8 April 2019Copyright

‘Acid rain’ of online piracy dissolving copyright: Philip Pullman

“The law of copyright is one of the bastions of civilized living, but the acid rain of online piracy is slowly dissolving something we thought was set in stone,” according to author Philip Pullman.

As president of the Society of Authors, the author of fantasy trilogy “His Dark Materials” has  called on the UK government to take action against online book piracy.

On Friday, April 5, the Society of Authors (a trade union for professional writers, illustrators and literary translators) published a  letter addressed to business secretary Greg Clark from 33 British writers.

The letter expressed concerns over the increasing prevalence of websites offering illegal downloads of books.

Research by the UK Intellectual Property Office found that a sixth of e-books read online in the UK in 2017—around four million books—were pirated.

According to the society, authors’ earnings are in decline and many are struggling financially.

A 2018 survey carried out by UK organisation Authors’ Licensing and Collecting Society found that the median earnings of a UK author from their writing were just £10,500 ($13,705) per annum.

The growth of online book piracy has the potential to damage the legitimate book market and make it even more difficult for authors to make a living from their work, said the letter.

It added: “This will harm writers and readers alike—if authors can no longer afford to write, the supply of new writing will inevitably dry up.”

Pullman added that online piracy is an offence against moral justice.

“It’s the very opposite of freedom of speech, because it acts to prevent those who create beauty, knowledge, consolation or delight from earning even a modest living from their efforts,” he warned.

Ros Lynch, director of copyright and IP enforcement for the IPO, said: "The damaging effect that infringement of copyright can cause to authors’ livelihoods is unacceptable, and something that the IPO is taking very seriously."

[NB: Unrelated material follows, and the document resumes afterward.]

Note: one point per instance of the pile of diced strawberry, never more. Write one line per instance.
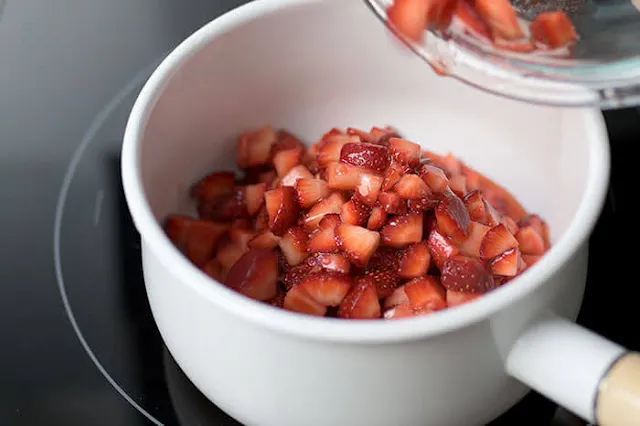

Lynch added that the IPO would continue to work with authors and intermediaries including online marketplaces and social media platforms, "seeking voluntary solutions that should see a reduction in the pirated materials being offered".

Malorie Blackman, the author of fictional dystopia series “Noughts and Crosses”, and Neil Gaiman, the author of novels “Stardust”, “American Gods”, and “Coraline”, were also signatories to the letter.